Wenn es so etwas wie eine Bildungsoffensive gibt, dann findet sie in Indien (und vermutlich in anderen Ländern wie China) statt. In jedem von meinen bisherigen Interviews wurde die Bildung erwähnt. Wurde ich schon vor 20 Jahren auf meinen Ausbildungsgrad angesprochen (bachelior or master), so kann heute in Indien so ziemlich jeder Abschluss und jedes Diplom gemacht werden. An den Strassenrändern und in den Zeitungen buhlen die verschiedenen Anbieter (seit ein paar privatisiert) mit ihren Zertifikaten BBA, BCA, MBA, MCA, BScIT, MScIT, PGDBA, MScCs, Ph.D, M.Tech, B.Tech usw.
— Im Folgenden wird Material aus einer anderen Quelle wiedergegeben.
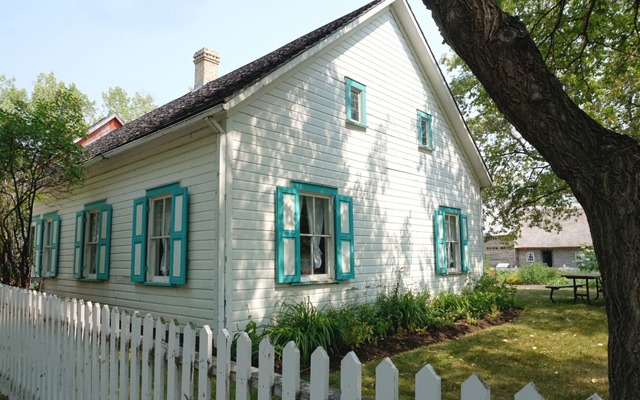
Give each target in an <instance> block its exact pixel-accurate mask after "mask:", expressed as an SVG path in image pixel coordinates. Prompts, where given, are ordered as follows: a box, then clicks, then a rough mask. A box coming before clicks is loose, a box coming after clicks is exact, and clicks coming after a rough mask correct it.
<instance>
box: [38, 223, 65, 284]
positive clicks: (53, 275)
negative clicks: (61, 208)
mask: <svg viewBox="0 0 640 400" xmlns="http://www.w3.org/2000/svg"><path fill="white" fill-rule="evenodd" d="M34 224H35V233H36V238H35V259H34V263H33V265H34V267H35V271H36V276H39V277H41V278H54V277H56V276H57V275H58V259H59V256H60V253H59V251H58V249H59V241H60V225H61V223H60V216H59V215H58V213H57V212H51V213H47V214H44V215H43V216H42V217H33V219H32V223H31V226H33V225H34ZM45 233H46V234H47V235H46V236H47V237H46V239H47V240H46V241H45ZM45 242H46V243H47V244H48V246H47V245H46V244H45ZM45 246H46V247H48V249H45ZM45 261H46V263H47V264H48V265H46V266H44V265H43V264H44V263H45Z"/></svg>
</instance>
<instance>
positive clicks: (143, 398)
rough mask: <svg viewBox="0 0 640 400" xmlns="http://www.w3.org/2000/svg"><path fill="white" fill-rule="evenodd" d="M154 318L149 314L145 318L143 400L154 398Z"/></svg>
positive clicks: (142, 363)
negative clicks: (153, 331) (152, 360)
mask: <svg viewBox="0 0 640 400" xmlns="http://www.w3.org/2000/svg"><path fill="white" fill-rule="evenodd" d="M153 324H154V321H153V317H152V316H151V314H147V315H146V316H145V317H144V323H143V328H142V367H141V369H142V396H141V398H142V399H143V400H151V399H152V397H153V386H152V385H153V379H152V366H151V360H152V359H153V357H152V354H151V352H152V351H153Z"/></svg>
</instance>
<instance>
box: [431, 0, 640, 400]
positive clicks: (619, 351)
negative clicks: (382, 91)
mask: <svg viewBox="0 0 640 400" xmlns="http://www.w3.org/2000/svg"><path fill="white" fill-rule="evenodd" d="M423 2H424V4H425V5H426V7H427V8H428V9H430V10H431V11H432V13H433V18H434V20H435V21H436V24H437V25H438V27H439V28H440V30H441V33H442V36H443V37H444V39H445V42H447V44H449V45H450V46H451V47H452V48H453V50H454V51H455V52H456V53H457V54H458V55H459V56H460V57H461V58H462V59H463V60H464V61H465V62H466V63H467V64H468V66H469V67H470V69H471V71H472V72H473V73H474V74H475V75H476V77H477V78H478V80H479V81H480V82H481V83H482V85H483V86H484V87H485V88H486V90H487V92H488V93H489V95H490V96H491V98H492V99H493V100H494V101H495V103H496V104H497V106H498V108H499V109H500V111H501V112H502V113H503V114H504V115H505V117H506V118H507V119H508V120H509V121H510V122H511V123H512V124H513V126H514V127H515V128H516V129H517V130H518V131H519V132H520V134H521V135H522V137H524V138H525V139H526V140H527V141H528V142H529V143H531V144H532V145H533V146H534V147H535V148H536V149H537V150H538V151H539V152H540V154H542V156H543V157H544V158H545V159H546V160H547V162H549V164H550V165H551V167H552V168H553V170H554V172H555V173H556V174H557V175H558V176H560V177H561V178H562V179H564V180H565V181H566V182H567V183H568V184H569V186H570V187H571V189H572V191H573V193H574V194H575V196H576V198H577V199H578V201H579V202H580V204H581V205H582V207H583V209H584V211H585V214H586V216H587V219H588V221H589V226H590V228H591V235H592V237H593V243H594V249H595V252H596V255H597V258H598V264H599V266H600V271H601V273H602V280H603V288H604V292H605V304H606V308H607V316H608V320H609V371H608V373H609V387H610V398H611V399H621V400H622V399H625V400H626V399H633V398H640V379H638V377H640V268H639V266H640V251H639V250H640V210H639V207H640V199H639V191H638V188H639V186H640V185H639V184H640V144H639V143H638V142H637V141H636V140H634V139H632V138H630V137H628V136H623V135H620V134H618V133H616V132H614V131H611V130H609V129H606V128H604V127H603V126H601V125H599V124H598V123H597V122H596V121H594V120H593V119H592V118H590V117H589V116H588V115H587V114H586V113H584V112H583V111H582V110H581V109H580V108H579V107H578V106H577V105H576V104H575V103H574V102H573V101H572V100H571V99H570V98H569V96H568V95H567V94H566V93H565V91H564V89H563V87H562V84H561V83H560V81H559V80H558V79H557V78H556V77H555V76H554V75H553V73H552V72H551V71H550V70H549V69H548V67H547V66H546V64H545V62H544V60H543V58H542V56H541V54H540V52H539V50H538V48H537V47H536V45H535V43H534V42H533V40H532V39H531V36H530V35H529V33H528V32H527V29H526V27H525V25H524V24H523V23H522V22H521V21H519V20H518V19H517V18H516V17H513V16H511V15H508V14H506V13H504V12H503V11H502V10H500V9H499V8H498V6H497V5H496V4H495V1H494V0H455V1H452V0H423Z"/></svg>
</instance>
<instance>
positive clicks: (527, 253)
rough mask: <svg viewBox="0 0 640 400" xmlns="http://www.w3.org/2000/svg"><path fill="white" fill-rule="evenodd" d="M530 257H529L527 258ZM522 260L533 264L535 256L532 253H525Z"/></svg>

Manche Ausbildungen haben internationales Niveau und sind direkt von einer der englischen oder amerikanischen Top-Universitäten approbiiert. Wer einen solchen Titel hat, kann nicht nur ohne Wechsel sonstwo auf der Welt weiter studieren (was mit Schweizer Abschlüssen nicht so ohne weiteres möglich ist), sondern ist auch als Lehrperson anerkannt. Diese Bildungsangebote werden nicht nur angeboten, sondern auch fleissig genutzt.
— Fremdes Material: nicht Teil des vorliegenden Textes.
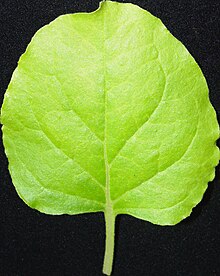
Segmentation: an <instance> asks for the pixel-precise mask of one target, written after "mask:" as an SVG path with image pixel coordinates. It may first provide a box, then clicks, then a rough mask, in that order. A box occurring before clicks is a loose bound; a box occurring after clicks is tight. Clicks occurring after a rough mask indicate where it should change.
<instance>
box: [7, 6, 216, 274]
mask: <svg viewBox="0 0 220 276" xmlns="http://www.w3.org/2000/svg"><path fill="white" fill-rule="evenodd" d="M2 123H3V141H4V146H5V150H6V154H7V156H8V159H9V170H10V173H11V176H12V180H13V183H14V185H15V187H16V190H17V192H18V194H19V196H20V197H21V198H22V199H23V200H24V201H25V202H26V203H27V204H28V205H29V206H30V207H32V208H35V209H37V210H39V211H41V212H44V213H47V214H71V215H72V214H81V213H86V212H99V211H101V212H104V213H105V220H106V252H105V261H104V268H103V272H104V273H105V274H108V275H110V273H111V267H112V260H113V249H114V222H115V217H116V216H117V215H118V214H129V215H132V216H134V217H137V218H140V219H143V220H147V221H150V222H152V223H155V224H159V225H173V224H176V223H178V222H179V221H181V220H182V219H184V218H185V217H187V216H188V215H189V214H190V212H191V210H192V208H193V207H194V206H195V205H196V204H197V203H198V202H199V201H200V200H201V198H202V196H203V194H204V192H205V190H206V188H207V183H208V182H209V181H211V180H212V179H213V178H214V174H215V172H214V168H215V166H216V165H217V164H218V161H219V149H218V148H217V147H216V143H215V142H216V140H217V139H218V137H219V127H218V123H217V120H216V114H215V111H214V109H213V107H212V106H211V104H210V101H209V98H208V88H207V84H206V81H205V78H204V76H203V74H202V72H201V70H200V68H199V66H198V65H197V64H196V62H195V60H194V59H193V58H192V57H191V55H190V54H189V52H188V51H187V50H186V48H185V47H184V46H183V45H182V44H181V43H180V42H179V41H178V40H177V39H175V38H174V37H173V36H172V35H171V34H170V33H169V32H168V31H167V29H166V28H165V26H164V25H163V24H162V22H161V21H160V20H159V19H157V18H156V17H154V16H152V15H151V14H150V13H148V12H146V11H144V10H142V9H140V8H139V7H137V6H135V5H132V4H119V3H116V2H111V1H107V2H103V3H101V6H100V8H99V9H98V10H97V11H96V12H93V13H78V14H69V15H64V16H60V17H58V18H57V19H56V20H55V21H53V22H52V23H50V24H49V25H47V26H45V27H43V28H42V29H40V30H39V31H38V32H37V33H36V34H35V36H34V37H33V39H32V41H31V43H30V44H29V46H28V48H27V50H26V52H25V54H23V55H22V57H21V58H20V60H19V63H18V67H17V69H16V70H15V71H14V73H13V76H12V80H11V82H10V84H9V87H8V90H7V92H6V94H5V98H4V103H3V107H2Z"/></svg>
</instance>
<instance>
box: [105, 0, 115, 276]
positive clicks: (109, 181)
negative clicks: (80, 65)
mask: <svg viewBox="0 0 220 276" xmlns="http://www.w3.org/2000/svg"><path fill="white" fill-rule="evenodd" d="M102 8H103V9H104V12H103V91H104V108H105V109H104V110H105V111H104V116H105V117H104V162H105V179H106V180H105V181H106V189H105V197H106V206H105V225H106V241H105V257H104V264H103V273H104V274H106V275H110V274H111V271H112V264H113V255H114V238H115V237H114V236H115V215H114V211H113V205H112V200H111V194H110V168H109V162H108V151H107V100H108V99H107V87H106V12H107V3H106V2H103V3H102Z"/></svg>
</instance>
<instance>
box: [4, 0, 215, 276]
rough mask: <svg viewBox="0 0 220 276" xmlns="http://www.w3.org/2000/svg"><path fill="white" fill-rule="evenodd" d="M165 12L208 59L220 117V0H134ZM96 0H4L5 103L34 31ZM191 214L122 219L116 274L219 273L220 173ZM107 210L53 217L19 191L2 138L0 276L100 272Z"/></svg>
mask: <svg viewBox="0 0 220 276" xmlns="http://www.w3.org/2000/svg"><path fill="white" fill-rule="evenodd" d="M120 2H124V1H120ZM129 2H132V3H135V4H138V5H140V6H141V7H143V8H145V9H147V10H149V11H150V12H151V13H153V14H154V15H156V16H158V17H160V18H161V19H162V21H163V22H164V23H165V25H166V26H167V27H168V29H169V30H170V31H171V32H172V33H173V34H174V35H175V36H176V37H177V38H178V39H180V40H181V41H182V42H183V43H184V44H185V46H186V47H187V48H188V49H189V51H190V52H191V54H192V55H193V56H194V57H195V59H196V60H197V62H198V63H199V65H200V66H201V68H202V70H203V72H204V74H205V76H206V79H207V82H208V85H209V88H210V98H211V101H212V104H213V105H214V107H215V109H216V110H217V112H218V118H220V77H219V74H220V50H219V48H220V1H219V0H148V1H141V0H139V1H129ZM97 7H98V1H97V0H87V1H84V0H83V1H79V0H35V1H28V0H20V1H19V0H1V1H0V105H1V103H2V101H3V95H4V92H5V90H6V88H7V85H8V83H9V81H10V78H11V75H12V72H13V70H14V69H15V67H16V64H17V61H18V59H19V57H20V55H21V54H22V53H23V52H24V51H25V49H26V47H27V44H28V43H29V42H30V39H31V37H32V36H33V35H34V33H35V32H36V31H37V30H38V29H39V28H40V27H42V26H43V25H45V24H47V23H49V22H50V21H51V20H53V19H55V18H56V17H57V16H58V15H61V14H64V13H72V12H78V11H93V10H95V9H96V8H97ZM217 170H218V172H217V176H216V179H215V180H214V181H213V182H212V183H210V185H209V188H208V190H207V192H206V194H205V196H204V199H203V201H202V202H201V203H200V204H199V205H198V206H197V207H196V208H195V209H194V210H193V213H192V215H191V216H190V217H189V218H187V219H186V220H184V221H183V222H181V223H180V224H178V225H176V226H173V227H160V226H156V225H152V224H150V223H148V222H144V221H141V220H137V219H135V218H132V217H129V216H120V217H118V219H117V226H116V229H117V231H116V239H117V244H116V252H115V267H114V275H115V276H124V275H128V276H130V275H131V276H144V275H148V276H154V275H155V276H164V275H168V276H170V275H171V276H172V275H181V276H182V275H183V276H190V275H193V276H194V275H196V276H197V275H198V276H203V275H204V276H212V275H220V174H219V168H217ZM104 235H105V229H104V219H103V215H102V214H87V215H80V216H72V217H70V216H48V215H44V214H40V213H39V212H37V211H35V210H32V209H30V208H29V207H28V206H26V205H25V204H24V203H23V201H22V200H21V199H19V197H18V195H17V194H16V192H15V189H14V187H13V185H12V182H11V178H10V176H9V173H8V170H7V159H6V157H5V155H4V151H3V146H2V142H0V275H1V276H15V275H18V276H29V275H31V276H35V275H36V276H41V275H44V276H48V275H49V276H50V275H52V276H56V275H57V276H58V275H59V276H61V275H74V276H75V275H76V276H90V275H91V276H93V275H94V276H95V275H101V269H102V259H103V254H104V238H105V236H104Z"/></svg>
Mit Bildung lässt sich sehr viel Geld verdienen. Bildung wird hier vor allem als Auswendiglernen und Nachvollziehen verstanden. Ein Englisch-Professor hat mir kritisch erklärt, dass er jährlich die Lizenz für seine Lehrtätigkeit erneuern muss. In einem Test muss er offene Fragen beantworten. Diese Antworten werden mit der Standart-Formulierung von zehn Experten verglichen. Stimmt die wörtliche Formulierung nicht überein, gilt die Frage als falsch beantwortet.
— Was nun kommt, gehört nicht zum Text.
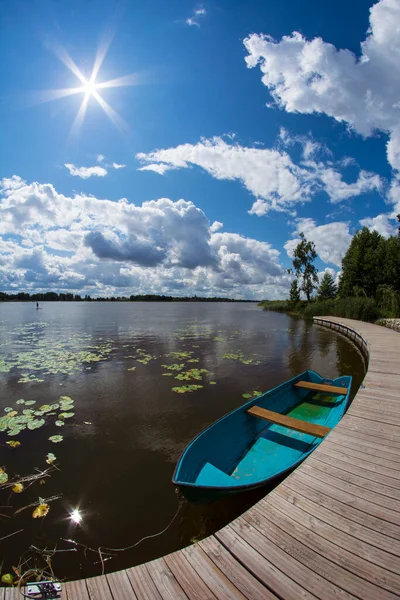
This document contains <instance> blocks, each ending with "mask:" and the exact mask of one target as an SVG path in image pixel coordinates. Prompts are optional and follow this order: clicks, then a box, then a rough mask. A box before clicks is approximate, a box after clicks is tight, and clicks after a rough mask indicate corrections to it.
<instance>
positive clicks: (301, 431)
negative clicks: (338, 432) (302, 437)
mask: <svg viewBox="0 0 400 600" xmlns="http://www.w3.org/2000/svg"><path fill="white" fill-rule="evenodd" d="M247 412H248V413H249V414H250V415H253V416H254V417H259V418H260V419H265V420H266V421H270V422H271V423H275V424H276V425H282V426H283V427H288V428H289V429H294V430H295V431H300V432H301V433H308V434H309V435H313V436H315V437H320V438H323V437H325V436H326V435H328V433H329V432H330V431H331V428H330V427H325V426H324V425H317V424H316V423H310V422H309V421H301V420H300V419H294V418H293V417H288V416H287V415H282V414H281V413H276V412H273V411H272V410H267V409H266V408H261V406H253V407H252V408H249V409H248V411H247Z"/></svg>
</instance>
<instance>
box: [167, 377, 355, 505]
mask: <svg viewBox="0 0 400 600" xmlns="http://www.w3.org/2000/svg"><path fill="white" fill-rule="evenodd" d="M350 387H351V377H350V376H343V377H338V378H337V379H334V380H330V379H324V378H322V377H321V376H320V375H318V373H315V371H305V372H304V373H301V374H300V375H297V376H296V377H293V379H290V380H289V381H286V382H285V383H283V384H281V385H279V386H278V387H276V388H274V389H272V390H270V391H268V392H265V393H264V394H262V395H261V396H259V397H257V398H252V399H251V400H250V401H249V402H246V404H243V406H240V407H239V408H237V409H236V410H234V411H233V412H231V413H229V414H227V415H226V416H225V417H222V419H219V420H218V421H216V422H215V423H213V424H212V425H210V426H209V427H207V429H205V430H204V431H202V432H201V433H200V434H199V435H198V436H197V437H195V438H194V440H193V441H192V442H190V444H189V445H188V446H187V448H186V449H185V450H184V452H183V453H182V456H181V458H180V459H179V461H178V464H177V466H176V469H175V473H174V475H173V478H172V482H173V483H174V484H175V485H177V486H179V487H180V488H182V491H183V492H184V493H185V495H186V496H187V497H189V498H191V499H194V498H196V492H202V495H204V496H205V497H209V496H213V495H214V493H215V494H217V495H219V494H221V493H233V492H240V491H243V490H249V489H252V488H256V487H258V486H261V485H264V484H265V483H267V482H271V481H272V480H274V479H275V478H277V477H279V476H281V475H283V474H284V473H286V472H288V471H289V470H291V469H293V468H294V467H295V466H296V465H298V464H299V463H300V462H301V461H302V460H304V459H305V457H306V456H308V455H309V454H310V453H311V452H312V451H313V450H315V448H316V447H317V446H318V445H319V444H320V443H321V441H322V440H323V439H324V437H325V436H326V435H328V434H329V432H330V431H331V429H332V428H333V427H335V425H336V424H337V423H338V422H339V421H340V419H341V417H342V415H343V413H344V411H345V410H346V407H347V404H348V401H349V394H350Z"/></svg>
Aus Schweizer Sicht werden aber die handwerklichen Berufe vernachlässigt. In Indien gibt es keine Berufslehre. Die Steinbearbeiter, Mechaniker, Elektriker, Sanitäre usw. arbeiten auch entsprechend schlecht. Oft habe ich Mühe, genau hin zu schauen. Die schönsten Marmorplatten, Waschbecken, Tropenhölzer werden schon zerkratzt, angebrochen, aufgerauht und wieder geflickt, noch bevor sie verbaut sind.
Indien ist auf dem besten Weg, den Europäern die Arbeiten mit hoher Bildung abzunehmen. Uns bleibt dann die Uhrmacherkunst...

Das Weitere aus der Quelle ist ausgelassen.